Author: Han Kang
Published: 2/12/2016 (originally in 2007)
Rating: 4 Stars
Literary Fiction |188 pages | Published by Hogarth
The most compelling aspect of Han Kang‘s The Vegetarian is that the answers you seek most will likely remain unknowable. In fact, the more you seek to find meaning in the surreal aspects of the story, the less you are likely to enjoy it. I arrived at this conclusion because upon closing the book, I spent several minutes pondering what it all meant and eventually realized that all the pondering, the wondering, and the confusion were meant to be part of the reading experience. Admittedly, not everyone will appreciate this kind of approach to reading a story, but I found it to be immensely satisfying.
The Vegetarian is a triptych composed of three separate stories that were originally published in Korean as linked novellas in 2007. The book English speakers will be reading is a collection of these three novellas that are all narrated by people with ties to our titular vegetarian, Yeong-hye.
I will briefly discuss each story and share my impressions.
The first story, “The Vegetarian” is narrated by Yeong-hye’s husband, Mr. Cheong. From the moment we meet him, he is rendered immediately unlikable, showing no respect for or real interest in the lives of women and especially in his wife. The only reason he married her was because it was convenient for both families and he judged Yeong-hye to be the type of woman who wouldn’t demand much of him. He was correct, as Yeong-hye is a meek, taciturn, and excessively ordinary woman.
But one day she wakes from a dream and renounces eating meat. As readers, we never fully understand this dream, but we do get glimpses into the surreal vision that irrevocably changed Yeong-hye’s life as well as that of her immediate family. Yeong-hye’s gradual transformation from a boring wife to an idiosyncratic vegetarian who then develops self-destructive tendencies is the highlight of the novel.
The second story, “Mongolian Mark” follow’s Yeong-hye’s brother-in-law, a lazy husband who is also trapped in a joyless marriage. His only interesting quality is that he may be a talented painter and video artist. We learn about his obsession with the image of two people, whose bodies are covered in beautiful and colorful flowers, “having sex against a background of unutterable silence.” He believes his idea to be a stroke of aesthetic genius and tries to recreate it in a project. I’m not so sure it’s such a brilliant idea. This story is more upsetting and disturbing than the first, for different reasons.
The last story, “Flaming Trees” is narrated by Yeong-hye’s older sister, In-hye. It takes place a couple of years after the first story. Fortunately, she is no longer married to the dead-beat artist. Unfortunately, Yeong-hye’s mental and physical health has deteriorated severely over the years and her sister is the only family who cares for her any more, as her parents have severed all connections with Yeong-hye. This last story takes us into the vegetarian’s complete and utter descent into madness. It’s not the strongest part of the novel, but it continues to challenge the reader emotionally and proves to be a solid end to this peculiar story.
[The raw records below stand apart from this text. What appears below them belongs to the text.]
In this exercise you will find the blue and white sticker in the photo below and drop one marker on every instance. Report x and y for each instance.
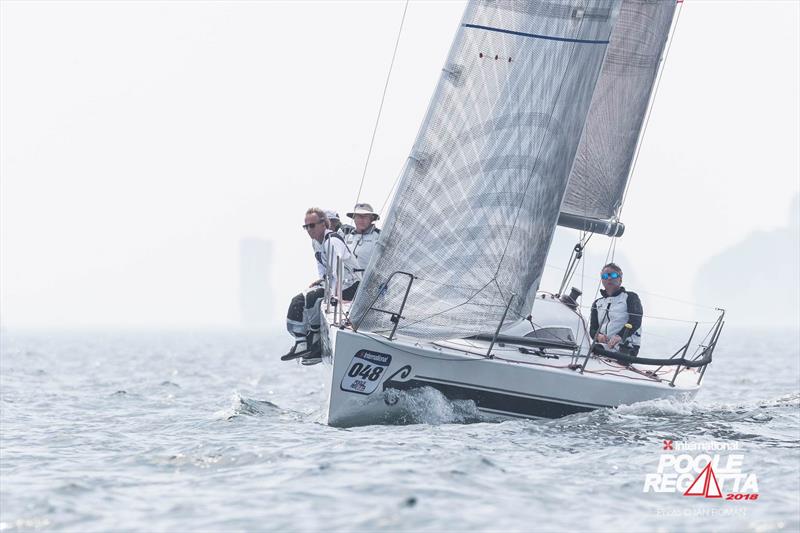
(365, 372)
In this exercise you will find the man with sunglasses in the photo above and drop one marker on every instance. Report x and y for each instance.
(302, 319)
(616, 319)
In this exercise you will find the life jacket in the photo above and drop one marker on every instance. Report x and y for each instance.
(611, 313)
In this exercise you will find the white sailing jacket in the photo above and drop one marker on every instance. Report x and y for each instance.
(363, 244)
(611, 313)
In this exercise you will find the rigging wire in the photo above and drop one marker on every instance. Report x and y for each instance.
(383, 98)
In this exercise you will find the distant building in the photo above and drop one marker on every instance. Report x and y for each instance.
(255, 282)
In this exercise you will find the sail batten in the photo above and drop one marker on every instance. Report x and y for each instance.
(476, 207)
(603, 163)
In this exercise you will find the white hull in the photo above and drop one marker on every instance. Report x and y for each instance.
(367, 370)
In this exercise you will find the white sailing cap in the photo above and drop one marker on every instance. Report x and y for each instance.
(363, 209)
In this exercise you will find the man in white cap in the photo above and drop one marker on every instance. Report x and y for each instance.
(362, 240)
(335, 223)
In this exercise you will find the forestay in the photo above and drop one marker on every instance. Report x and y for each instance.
(619, 104)
(478, 201)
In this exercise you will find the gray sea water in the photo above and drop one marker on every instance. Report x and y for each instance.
(209, 431)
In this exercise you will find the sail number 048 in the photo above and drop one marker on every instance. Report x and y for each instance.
(365, 371)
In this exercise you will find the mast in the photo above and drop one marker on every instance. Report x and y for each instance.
(616, 116)
(477, 204)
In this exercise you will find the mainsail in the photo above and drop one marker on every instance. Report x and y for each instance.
(619, 104)
(477, 204)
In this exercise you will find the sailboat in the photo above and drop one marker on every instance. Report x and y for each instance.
(534, 123)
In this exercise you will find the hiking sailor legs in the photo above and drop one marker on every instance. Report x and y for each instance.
(302, 318)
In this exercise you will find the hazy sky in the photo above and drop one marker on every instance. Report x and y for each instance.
(141, 141)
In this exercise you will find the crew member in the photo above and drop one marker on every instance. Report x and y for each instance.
(616, 319)
(302, 319)
(362, 240)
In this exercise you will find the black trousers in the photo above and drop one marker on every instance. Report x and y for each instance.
(303, 302)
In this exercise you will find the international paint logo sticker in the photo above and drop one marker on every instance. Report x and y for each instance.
(365, 371)
(714, 470)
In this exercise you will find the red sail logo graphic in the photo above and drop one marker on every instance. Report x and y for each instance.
(705, 484)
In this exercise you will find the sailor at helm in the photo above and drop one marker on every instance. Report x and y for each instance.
(617, 315)
(362, 240)
(302, 319)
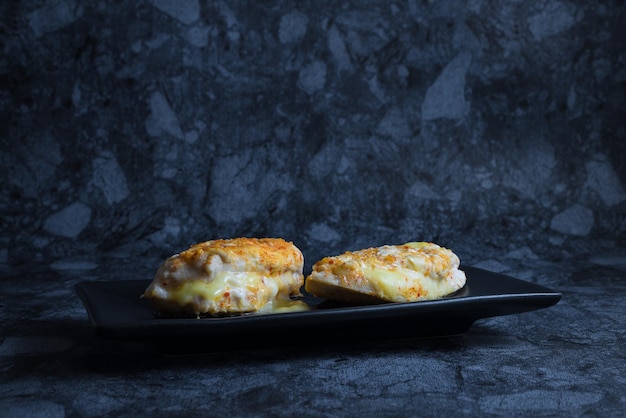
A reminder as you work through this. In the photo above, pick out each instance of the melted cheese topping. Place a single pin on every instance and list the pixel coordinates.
(223, 277)
(405, 273)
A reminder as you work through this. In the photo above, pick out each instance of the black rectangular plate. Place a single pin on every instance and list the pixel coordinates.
(116, 311)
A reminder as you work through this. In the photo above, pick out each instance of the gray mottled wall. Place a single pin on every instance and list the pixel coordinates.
(134, 128)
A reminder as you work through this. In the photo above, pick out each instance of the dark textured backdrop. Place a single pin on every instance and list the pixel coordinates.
(133, 128)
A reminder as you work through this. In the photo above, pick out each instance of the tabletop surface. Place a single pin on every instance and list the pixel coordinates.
(566, 360)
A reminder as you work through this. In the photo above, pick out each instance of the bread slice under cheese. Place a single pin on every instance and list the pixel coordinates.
(401, 273)
(230, 276)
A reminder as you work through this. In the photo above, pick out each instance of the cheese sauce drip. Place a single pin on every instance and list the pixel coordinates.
(225, 277)
(405, 273)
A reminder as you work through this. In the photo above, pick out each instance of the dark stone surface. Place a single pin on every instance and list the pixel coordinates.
(130, 130)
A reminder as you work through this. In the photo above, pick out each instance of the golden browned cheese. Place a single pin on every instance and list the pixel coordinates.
(401, 273)
(230, 276)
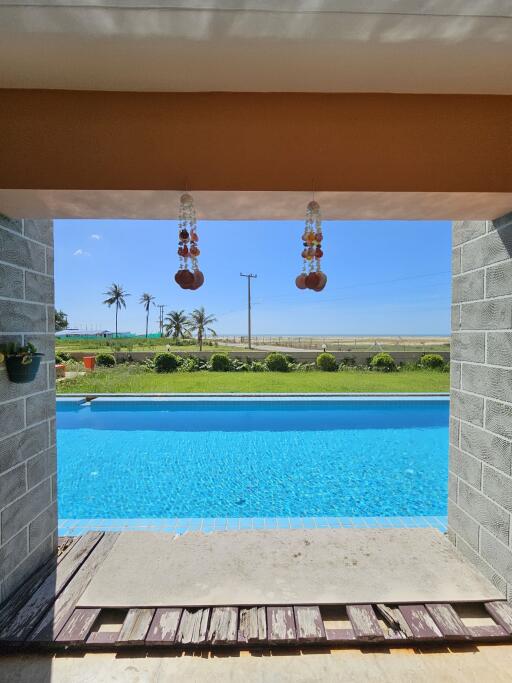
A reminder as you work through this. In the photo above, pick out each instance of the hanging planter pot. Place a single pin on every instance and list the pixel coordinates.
(188, 248)
(22, 363)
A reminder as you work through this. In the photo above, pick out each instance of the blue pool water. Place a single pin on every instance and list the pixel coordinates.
(154, 459)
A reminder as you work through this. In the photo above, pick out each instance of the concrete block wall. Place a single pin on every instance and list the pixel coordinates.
(28, 508)
(480, 477)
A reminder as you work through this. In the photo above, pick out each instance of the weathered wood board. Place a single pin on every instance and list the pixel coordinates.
(364, 622)
(309, 624)
(223, 626)
(252, 628)
(281, 625)
(164, 626)
(135, 627)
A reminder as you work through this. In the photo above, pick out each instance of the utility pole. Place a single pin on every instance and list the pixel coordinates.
(248, 276)
(161, 318)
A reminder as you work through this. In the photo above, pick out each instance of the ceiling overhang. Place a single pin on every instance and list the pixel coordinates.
(398, 46)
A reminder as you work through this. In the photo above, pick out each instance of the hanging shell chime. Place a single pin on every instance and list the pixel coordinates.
(187, 246)
(312, 276)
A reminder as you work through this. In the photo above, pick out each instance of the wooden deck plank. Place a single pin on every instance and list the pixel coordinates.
(223, 626)
(281, 625)
(340, 635)
(395, 621)
(420, 622)
(309, 623)
(57, 615)
(135, 627)
(252, 628)
(24, 621)
(164, 626)
(448, 621)
(364, 622)
(487, 632)
(501, 612)
(193, 628)
(78, 626)
(98, 639)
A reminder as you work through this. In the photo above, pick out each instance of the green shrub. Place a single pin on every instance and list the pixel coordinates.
(190, 364)
(326, 362)
(165, 362)
(276, 362)
(383, 361)
(258, 366)
(220, 362)
(432, 361)
(105, 360)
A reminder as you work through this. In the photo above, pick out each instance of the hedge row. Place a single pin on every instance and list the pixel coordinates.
(274, 362)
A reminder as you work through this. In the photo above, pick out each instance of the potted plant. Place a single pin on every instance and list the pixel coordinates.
(22, 362)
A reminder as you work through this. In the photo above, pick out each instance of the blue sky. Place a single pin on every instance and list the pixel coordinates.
(384, 277)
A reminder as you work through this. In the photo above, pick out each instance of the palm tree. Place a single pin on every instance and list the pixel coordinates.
(115, 296)
(177, 325)
(147, 299)
(200, 322)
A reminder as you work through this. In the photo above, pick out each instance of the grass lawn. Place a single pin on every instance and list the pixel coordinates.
(132, 379)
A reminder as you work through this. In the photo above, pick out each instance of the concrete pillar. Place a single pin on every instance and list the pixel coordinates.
(480, 483)
(28, 508)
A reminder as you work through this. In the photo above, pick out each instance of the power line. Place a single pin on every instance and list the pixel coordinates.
(248, 276)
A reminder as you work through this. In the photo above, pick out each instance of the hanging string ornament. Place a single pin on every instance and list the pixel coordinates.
(312, 276)
(187, 246)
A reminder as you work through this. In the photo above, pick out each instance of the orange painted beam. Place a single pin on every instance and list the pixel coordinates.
(255, 141)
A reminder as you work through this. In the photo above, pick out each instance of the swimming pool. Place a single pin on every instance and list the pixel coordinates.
(245, 458)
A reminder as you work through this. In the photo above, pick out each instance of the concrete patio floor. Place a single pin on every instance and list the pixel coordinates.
(320, 566)
(464, 664)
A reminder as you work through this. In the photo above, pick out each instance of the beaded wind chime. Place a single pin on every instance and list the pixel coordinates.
(311, 276)
(187, 246)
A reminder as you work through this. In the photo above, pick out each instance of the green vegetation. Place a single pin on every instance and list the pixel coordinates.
(105, 360)
(277, 362)
(326, 362)
(383, 361)
(432, 361)
(61, 321)
(136, 378)
(165, 362)
(220, 362)
(132, 344)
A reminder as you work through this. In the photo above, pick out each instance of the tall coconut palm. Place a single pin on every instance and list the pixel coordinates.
(147, 299)
(177, 325)
(199, 322)
(116, 297)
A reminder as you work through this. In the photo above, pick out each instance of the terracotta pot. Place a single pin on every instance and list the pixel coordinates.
(312, 280)
(300, 281)
(184, 278)
(322, 282)
(198, 280)
(23, 369)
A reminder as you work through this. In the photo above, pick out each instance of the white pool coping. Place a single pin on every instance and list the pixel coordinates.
(243, 397)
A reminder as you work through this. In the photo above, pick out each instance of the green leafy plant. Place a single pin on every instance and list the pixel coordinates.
(276, 362)
(165, 362)
(326, 362)
(383, 361)
(15, 350)
(432, 361)
(220, 362)
(105, 360)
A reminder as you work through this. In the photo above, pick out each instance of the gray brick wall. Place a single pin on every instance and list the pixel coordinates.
(28, 509)
(480, 479)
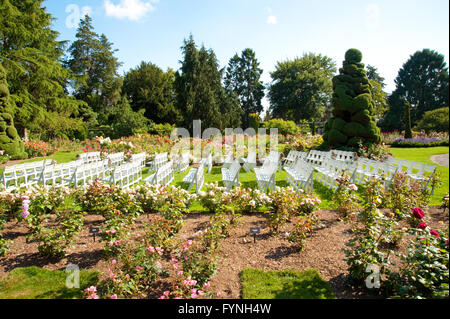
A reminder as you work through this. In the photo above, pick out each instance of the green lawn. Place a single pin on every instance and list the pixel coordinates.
(37, 283)
(423, 155)
(284, 284)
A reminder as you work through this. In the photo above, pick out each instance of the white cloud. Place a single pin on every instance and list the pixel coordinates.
(271, 20)
(372, 16)
(131, 9)
(75, 14)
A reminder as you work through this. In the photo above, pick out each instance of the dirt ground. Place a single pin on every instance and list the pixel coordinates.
(323, 250)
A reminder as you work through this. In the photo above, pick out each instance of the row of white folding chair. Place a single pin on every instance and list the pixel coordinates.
(140, 158)
(195, 176)
(60, 174)
(115, 159)
(125, 175)
(88, 172)
(348, 157)
(183, 162)
(331, 170)
(164, 174)
(293, 156)
(316, 158)
(160, 160)
(300, 175)
(228, 160)
(25, 174)
(89, 157)
(265, 175)
(249, 162)
(207, 162)
(230, 176)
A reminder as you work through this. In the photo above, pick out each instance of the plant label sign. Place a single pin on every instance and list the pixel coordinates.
(254, 231)
(94, 230)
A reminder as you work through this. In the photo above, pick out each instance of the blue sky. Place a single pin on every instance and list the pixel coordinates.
(386, 32)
I didn’t enjoy The Vegetarian in the traditional sense of finding delight and pleasure in reading the work. But I read it in rapt attention, experiencing a variety of unpleasant emotions –discomfort, disgust, shock, confusion, pity, and terror. This is definitely a novel for readers with strong mental fortitude, so if you were not turned off by what you have read so far, then you very well might enjoy this eerie little book.
I received this book from Blogging for Books in exchange for an honest review.